If we apply traditional company analysis frameworks, this perspective certainly has its rationality. The problem is that what HashKey is trying to develop today is no longer just a licensed trading platform in the conventional sense.
From Xiao Feng's remarks at the financial report conference, it can be seen more clearly that what HashKey is currently presenting is not just a business structure centered around a compliant trading platform, but a digital financial platform that is evolving towards on-chain infrastructure, asset tokenization, stablecoin scenarios, AI capabilities, and regional network extensions. Further, the entire speech during the financial report outlines a new generation of digital financial infrastructure framework that the market has not yet fully recognized.
The market is still using the pre-IPO Web3 exchange logic to understand a platform that is trying to occupy a position in the new financial infrastructure amid the waves of AI and asset tokenization.
II. The true value of compliance and licensing, why it can only be maximally released during the wave of asset tokenization
In the past two years, there has been a very important external change in the industry: mainstream regulatory systems have begun to engage more deeply in the crypto industry.

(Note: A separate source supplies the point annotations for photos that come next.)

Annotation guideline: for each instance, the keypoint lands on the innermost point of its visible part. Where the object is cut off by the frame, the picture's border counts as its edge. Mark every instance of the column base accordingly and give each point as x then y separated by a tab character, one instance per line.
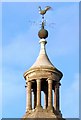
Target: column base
50	108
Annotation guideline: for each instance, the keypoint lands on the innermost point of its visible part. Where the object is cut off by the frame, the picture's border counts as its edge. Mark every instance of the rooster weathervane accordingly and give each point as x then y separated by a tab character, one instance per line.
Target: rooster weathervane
43	12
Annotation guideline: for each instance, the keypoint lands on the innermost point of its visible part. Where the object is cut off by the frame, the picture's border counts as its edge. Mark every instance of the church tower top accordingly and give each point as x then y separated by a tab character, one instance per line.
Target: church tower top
43	77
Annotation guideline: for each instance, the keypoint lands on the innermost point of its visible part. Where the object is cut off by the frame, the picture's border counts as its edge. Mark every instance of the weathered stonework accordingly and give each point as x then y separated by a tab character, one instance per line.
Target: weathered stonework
43	76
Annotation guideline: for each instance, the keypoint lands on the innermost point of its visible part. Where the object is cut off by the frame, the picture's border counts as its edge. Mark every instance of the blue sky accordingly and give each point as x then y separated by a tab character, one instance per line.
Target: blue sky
20	45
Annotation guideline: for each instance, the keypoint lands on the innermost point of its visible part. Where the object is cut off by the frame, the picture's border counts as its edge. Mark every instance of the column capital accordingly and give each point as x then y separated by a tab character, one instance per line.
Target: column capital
57	84
49	80
38	80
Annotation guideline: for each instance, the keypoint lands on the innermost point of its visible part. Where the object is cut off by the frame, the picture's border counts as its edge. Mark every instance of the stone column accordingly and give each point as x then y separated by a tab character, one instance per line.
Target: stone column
34	98
29	96
38	93
26	96
56	97
50	94
45	97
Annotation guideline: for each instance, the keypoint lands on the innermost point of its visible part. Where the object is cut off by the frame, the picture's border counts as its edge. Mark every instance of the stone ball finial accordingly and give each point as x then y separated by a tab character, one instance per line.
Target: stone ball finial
43	33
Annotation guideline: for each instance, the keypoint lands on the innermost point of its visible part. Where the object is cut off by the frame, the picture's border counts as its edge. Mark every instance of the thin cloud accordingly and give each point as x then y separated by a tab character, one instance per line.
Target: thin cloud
70	99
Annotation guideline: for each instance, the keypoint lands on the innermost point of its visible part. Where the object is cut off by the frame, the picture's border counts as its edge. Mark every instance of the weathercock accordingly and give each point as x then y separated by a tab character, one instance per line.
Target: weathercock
42	12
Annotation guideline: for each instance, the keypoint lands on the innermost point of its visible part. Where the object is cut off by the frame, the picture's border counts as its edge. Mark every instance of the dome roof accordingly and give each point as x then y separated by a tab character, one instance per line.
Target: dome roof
42	60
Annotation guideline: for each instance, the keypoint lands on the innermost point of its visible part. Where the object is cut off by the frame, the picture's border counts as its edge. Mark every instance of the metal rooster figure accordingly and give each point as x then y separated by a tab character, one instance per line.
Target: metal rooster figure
43	12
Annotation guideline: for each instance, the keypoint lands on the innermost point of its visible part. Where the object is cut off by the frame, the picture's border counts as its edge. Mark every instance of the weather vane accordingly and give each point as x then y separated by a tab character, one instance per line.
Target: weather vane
43	12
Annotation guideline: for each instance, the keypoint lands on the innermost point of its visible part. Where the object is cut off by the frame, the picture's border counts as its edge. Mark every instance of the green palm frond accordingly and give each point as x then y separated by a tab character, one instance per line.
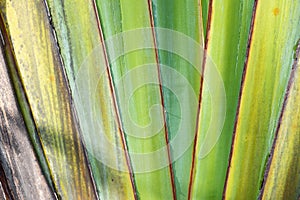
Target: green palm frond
149	99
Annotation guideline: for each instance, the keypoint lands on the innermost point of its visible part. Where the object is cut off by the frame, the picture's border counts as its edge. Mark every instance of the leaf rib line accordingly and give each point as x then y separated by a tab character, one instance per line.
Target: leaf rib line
287	93
240	95
21	94
208	28
108	71
162	99
67	83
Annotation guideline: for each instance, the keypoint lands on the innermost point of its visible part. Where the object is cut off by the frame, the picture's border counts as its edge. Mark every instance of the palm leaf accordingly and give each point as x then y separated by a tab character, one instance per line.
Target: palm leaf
150	99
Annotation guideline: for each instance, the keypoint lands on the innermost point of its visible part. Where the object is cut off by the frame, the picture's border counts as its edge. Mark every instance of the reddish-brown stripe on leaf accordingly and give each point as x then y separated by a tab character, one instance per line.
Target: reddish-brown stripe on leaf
240	94
208	25
108	71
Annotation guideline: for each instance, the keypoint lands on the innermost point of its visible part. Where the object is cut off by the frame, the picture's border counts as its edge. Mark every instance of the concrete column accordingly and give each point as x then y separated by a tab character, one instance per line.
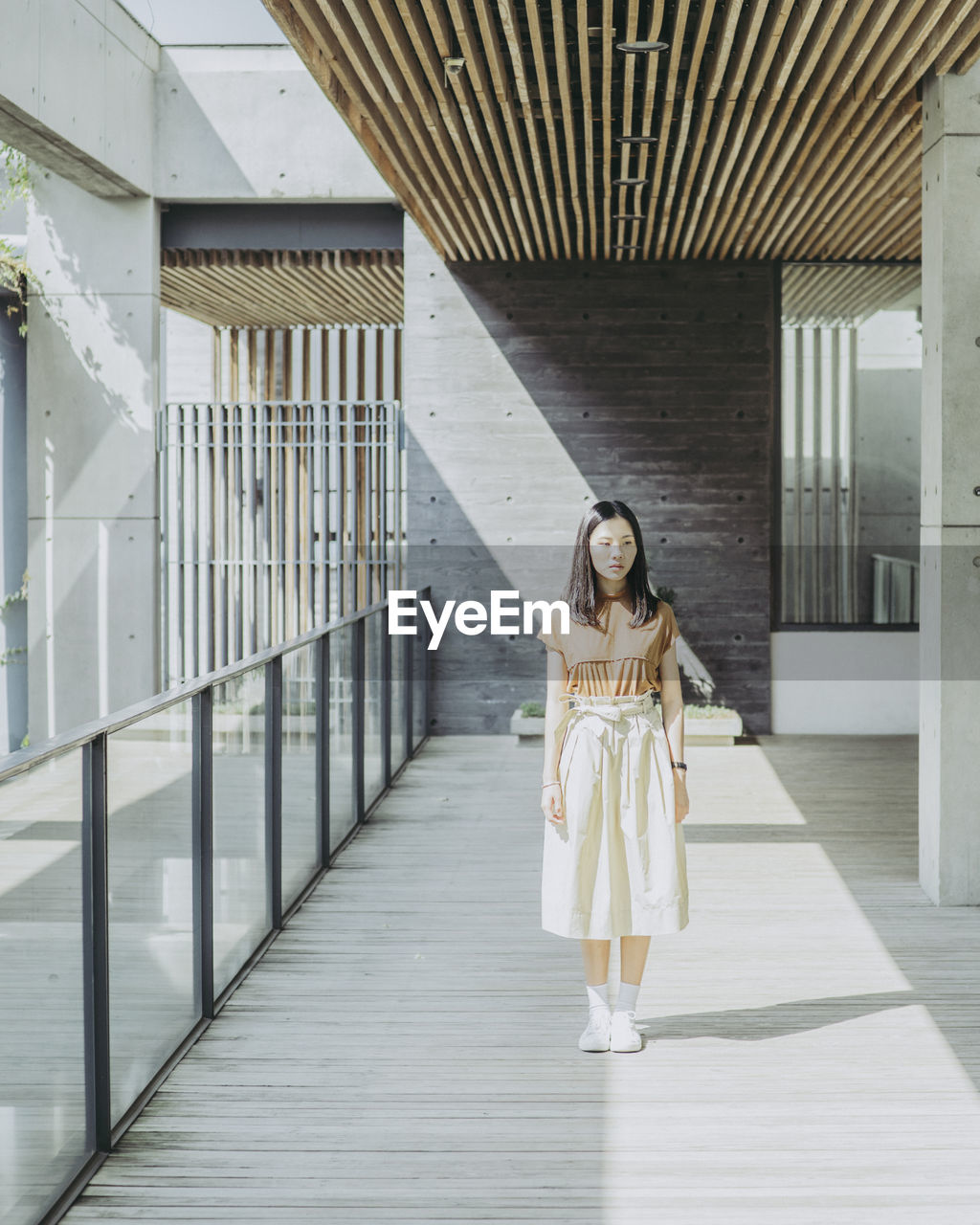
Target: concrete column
92	390
12	530
949	615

Against this backdrop, both global leading platforms like Binance, as well as exchanges that previously did not particularly emphasize compliance, have been forced to readjust their paths, leaning more towards responding to new regulatory realities through licensing, establishing compliance entities, differentiating between onshore and offshore business, and so on.

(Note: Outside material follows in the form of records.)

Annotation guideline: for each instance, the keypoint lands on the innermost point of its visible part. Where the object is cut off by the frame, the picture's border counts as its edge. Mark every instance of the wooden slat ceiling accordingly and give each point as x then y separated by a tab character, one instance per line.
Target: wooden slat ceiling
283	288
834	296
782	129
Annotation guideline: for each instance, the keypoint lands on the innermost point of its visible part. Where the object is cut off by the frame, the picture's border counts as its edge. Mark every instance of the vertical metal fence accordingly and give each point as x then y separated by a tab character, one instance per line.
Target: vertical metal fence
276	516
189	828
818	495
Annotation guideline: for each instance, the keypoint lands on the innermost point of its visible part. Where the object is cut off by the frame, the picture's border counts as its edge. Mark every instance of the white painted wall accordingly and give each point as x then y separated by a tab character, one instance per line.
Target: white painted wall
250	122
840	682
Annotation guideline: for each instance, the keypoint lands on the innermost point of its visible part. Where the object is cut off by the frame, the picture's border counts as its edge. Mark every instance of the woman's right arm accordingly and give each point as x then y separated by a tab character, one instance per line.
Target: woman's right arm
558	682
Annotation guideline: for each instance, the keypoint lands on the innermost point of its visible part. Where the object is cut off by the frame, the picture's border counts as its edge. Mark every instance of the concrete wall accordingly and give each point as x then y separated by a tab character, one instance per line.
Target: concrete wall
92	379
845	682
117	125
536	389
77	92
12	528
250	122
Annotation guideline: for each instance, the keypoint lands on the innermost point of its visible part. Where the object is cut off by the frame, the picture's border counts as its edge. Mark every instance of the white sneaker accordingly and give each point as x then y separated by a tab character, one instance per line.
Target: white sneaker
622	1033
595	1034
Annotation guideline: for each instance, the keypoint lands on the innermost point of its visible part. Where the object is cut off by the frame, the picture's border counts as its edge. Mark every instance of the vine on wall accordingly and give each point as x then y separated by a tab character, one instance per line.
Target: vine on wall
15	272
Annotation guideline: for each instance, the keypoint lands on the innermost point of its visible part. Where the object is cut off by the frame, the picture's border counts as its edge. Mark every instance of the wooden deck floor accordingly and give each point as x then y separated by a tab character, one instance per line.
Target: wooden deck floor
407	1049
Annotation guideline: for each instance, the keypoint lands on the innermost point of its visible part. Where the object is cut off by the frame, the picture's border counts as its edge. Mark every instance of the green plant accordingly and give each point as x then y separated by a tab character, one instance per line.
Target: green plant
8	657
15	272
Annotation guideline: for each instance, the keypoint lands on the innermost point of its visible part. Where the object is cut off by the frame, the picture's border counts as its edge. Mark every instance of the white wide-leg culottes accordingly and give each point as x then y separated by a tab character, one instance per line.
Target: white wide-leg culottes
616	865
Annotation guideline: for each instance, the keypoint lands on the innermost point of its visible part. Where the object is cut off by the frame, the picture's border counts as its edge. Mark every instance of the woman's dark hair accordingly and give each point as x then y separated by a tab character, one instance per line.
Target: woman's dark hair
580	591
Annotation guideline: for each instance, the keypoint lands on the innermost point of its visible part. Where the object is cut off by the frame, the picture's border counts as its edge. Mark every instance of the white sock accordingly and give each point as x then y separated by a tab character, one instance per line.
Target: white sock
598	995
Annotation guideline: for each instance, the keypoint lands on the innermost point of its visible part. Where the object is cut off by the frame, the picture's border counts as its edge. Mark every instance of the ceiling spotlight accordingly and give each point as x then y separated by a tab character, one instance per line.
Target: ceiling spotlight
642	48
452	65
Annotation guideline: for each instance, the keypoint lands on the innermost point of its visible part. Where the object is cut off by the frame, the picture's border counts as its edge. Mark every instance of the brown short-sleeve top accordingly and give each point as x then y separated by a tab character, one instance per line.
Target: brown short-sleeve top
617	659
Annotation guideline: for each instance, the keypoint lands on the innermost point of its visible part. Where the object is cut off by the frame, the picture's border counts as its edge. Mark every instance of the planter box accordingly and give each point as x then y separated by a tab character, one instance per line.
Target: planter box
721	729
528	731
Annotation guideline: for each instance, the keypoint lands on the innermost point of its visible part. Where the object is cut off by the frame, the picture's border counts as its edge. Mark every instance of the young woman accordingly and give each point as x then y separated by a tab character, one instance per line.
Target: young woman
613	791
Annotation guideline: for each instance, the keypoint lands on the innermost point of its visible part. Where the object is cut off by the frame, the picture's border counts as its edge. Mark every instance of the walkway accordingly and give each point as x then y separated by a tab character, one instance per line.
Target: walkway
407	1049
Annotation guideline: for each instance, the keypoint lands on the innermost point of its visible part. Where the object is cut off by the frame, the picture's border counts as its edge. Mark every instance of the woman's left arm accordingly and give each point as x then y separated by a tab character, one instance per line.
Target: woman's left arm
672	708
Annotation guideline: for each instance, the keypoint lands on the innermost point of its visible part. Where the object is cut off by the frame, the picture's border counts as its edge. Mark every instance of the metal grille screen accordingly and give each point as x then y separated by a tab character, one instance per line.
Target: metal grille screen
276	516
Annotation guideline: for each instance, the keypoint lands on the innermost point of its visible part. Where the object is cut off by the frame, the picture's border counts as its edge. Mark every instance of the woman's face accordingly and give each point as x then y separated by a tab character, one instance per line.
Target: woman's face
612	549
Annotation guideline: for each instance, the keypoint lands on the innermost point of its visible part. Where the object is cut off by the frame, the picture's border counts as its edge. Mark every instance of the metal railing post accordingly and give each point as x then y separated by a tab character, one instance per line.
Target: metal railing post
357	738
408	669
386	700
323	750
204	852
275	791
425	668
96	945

But if this change is only understood as stricter regulation leading everyone to pursue licenses, it still underestimates the essence of the issue.
In the pure crypto-native trading era, obtaining a license was more of a defensive action, signifying reduced policy risks and stronger survival certainty, but it did not inherently imply stronger business expansion capabilities.

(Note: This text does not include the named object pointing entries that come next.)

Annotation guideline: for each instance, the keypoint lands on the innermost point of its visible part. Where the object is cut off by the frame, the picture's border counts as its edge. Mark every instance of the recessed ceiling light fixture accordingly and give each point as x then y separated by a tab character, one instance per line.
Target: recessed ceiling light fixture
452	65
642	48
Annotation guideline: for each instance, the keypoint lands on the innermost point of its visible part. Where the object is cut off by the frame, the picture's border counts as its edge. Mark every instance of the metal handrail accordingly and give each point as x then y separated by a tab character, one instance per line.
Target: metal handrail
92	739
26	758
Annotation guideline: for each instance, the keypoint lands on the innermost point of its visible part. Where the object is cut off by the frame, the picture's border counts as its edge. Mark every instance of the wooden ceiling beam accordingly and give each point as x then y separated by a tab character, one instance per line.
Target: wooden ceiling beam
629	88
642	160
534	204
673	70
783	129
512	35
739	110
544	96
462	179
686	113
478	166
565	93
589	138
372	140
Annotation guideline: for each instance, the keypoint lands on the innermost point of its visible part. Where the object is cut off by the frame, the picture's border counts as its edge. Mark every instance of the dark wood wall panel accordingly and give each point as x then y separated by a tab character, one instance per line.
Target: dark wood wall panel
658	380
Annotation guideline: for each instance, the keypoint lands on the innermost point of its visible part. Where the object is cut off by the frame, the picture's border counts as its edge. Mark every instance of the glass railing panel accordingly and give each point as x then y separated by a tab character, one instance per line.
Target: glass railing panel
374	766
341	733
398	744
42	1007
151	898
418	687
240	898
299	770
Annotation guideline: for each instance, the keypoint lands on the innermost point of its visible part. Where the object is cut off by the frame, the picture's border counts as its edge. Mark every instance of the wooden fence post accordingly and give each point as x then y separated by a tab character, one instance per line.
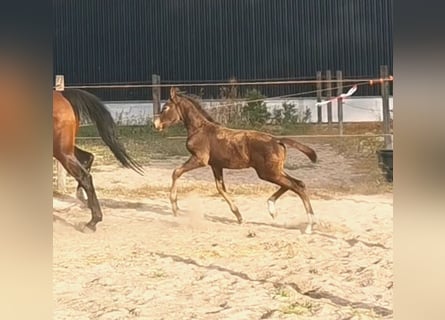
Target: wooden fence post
319	110
60	170
156	94
340	101
385	106
329	95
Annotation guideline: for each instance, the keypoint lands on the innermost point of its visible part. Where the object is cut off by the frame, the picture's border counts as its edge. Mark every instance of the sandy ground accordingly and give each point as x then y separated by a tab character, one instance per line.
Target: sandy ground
144	263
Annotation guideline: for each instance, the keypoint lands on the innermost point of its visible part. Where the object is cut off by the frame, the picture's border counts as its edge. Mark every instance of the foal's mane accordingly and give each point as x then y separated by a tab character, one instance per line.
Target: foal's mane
198	107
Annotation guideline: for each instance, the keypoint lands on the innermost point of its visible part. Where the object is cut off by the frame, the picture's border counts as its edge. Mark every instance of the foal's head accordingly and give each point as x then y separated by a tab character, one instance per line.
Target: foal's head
170	113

What truly leads to a qualitative change in the value of licensing might not be the regulation itself, but the arrival of the asset tokenization wave.
The reason is not complicated. Over the past few cycles, crypto-native assets have grown at an extremely fast pace, creating impressive wealth effects. But in outcome, those that can truly cross cycles and settle as long-term value carriers are ultimately just a few. A large number of projects and assets were eliminated by the market after experiencing a liquidity retreat. More realistically speaking, although the crypto-native asset world is highly explosive, its long-term supply stability, sustainability, and verifiability have inherent limitations.
The corresponding logic of asset tokenization, on the other hand, is entirely different. What it anchors to is not just the on-chain native narrative and attention games, but asset types that already exist in the real world and can provide long-term continuous supply: money market instruments, bonds, fund shares, real estate income rights, accounts receivable, and even more traditional financial assets that can be standardized, titled, and circulated in the future.
In other words, asset tokenization is not about recreating a new asset world, but about reconnecting an already large, mature, and stable existing asset world to the on-chain with new technological forms.
This determines that the platform capacity requirements for the two are entirely different. In the pure crypto-native asset era, platforms primarily needed to solve issues of transaction efficiency, coin listing speed, traffic acquisition, and market activity; but in the asset tokenization era, platforms primarily need to address a whole set of collaboration issues closer to traditional finance: compliance boundaries, asset affirmation, custody arrangements, investor suitability, issuance architecture, trading rules, clearing settlement, and continuous information disclosure.
It is here that the value of licensing and compliance truly begins to be amplified. Because once the demands that the platform has to undertake are no longer just native crypto users’ transaction needs, but instead involve the complex collaborative relationships among issuers, institutional investors, custodians, market makers, and the regulatory system, then having a license and compliance framework is no longer a necessary strategic defense but becomes a prerequisite for business establishment.
This is precisely why, returning to HashKey, it is not difficult to understand why Xiao Feng emphasized RWA particularly during the financial report meeting and the entire set of on-chain infrastructure built around it.
If the market does indeed enter a stage of accelerated realization of asset tokenization in the future, then the real gap between platforms may no longer be who is better at conducting trading activities or capturing short-term traffic, but who has more capability to put assets on-chain, to trade and circulate, to arrange custody and settlement, to manage compliance, and to organize institutional services into a complete business loop.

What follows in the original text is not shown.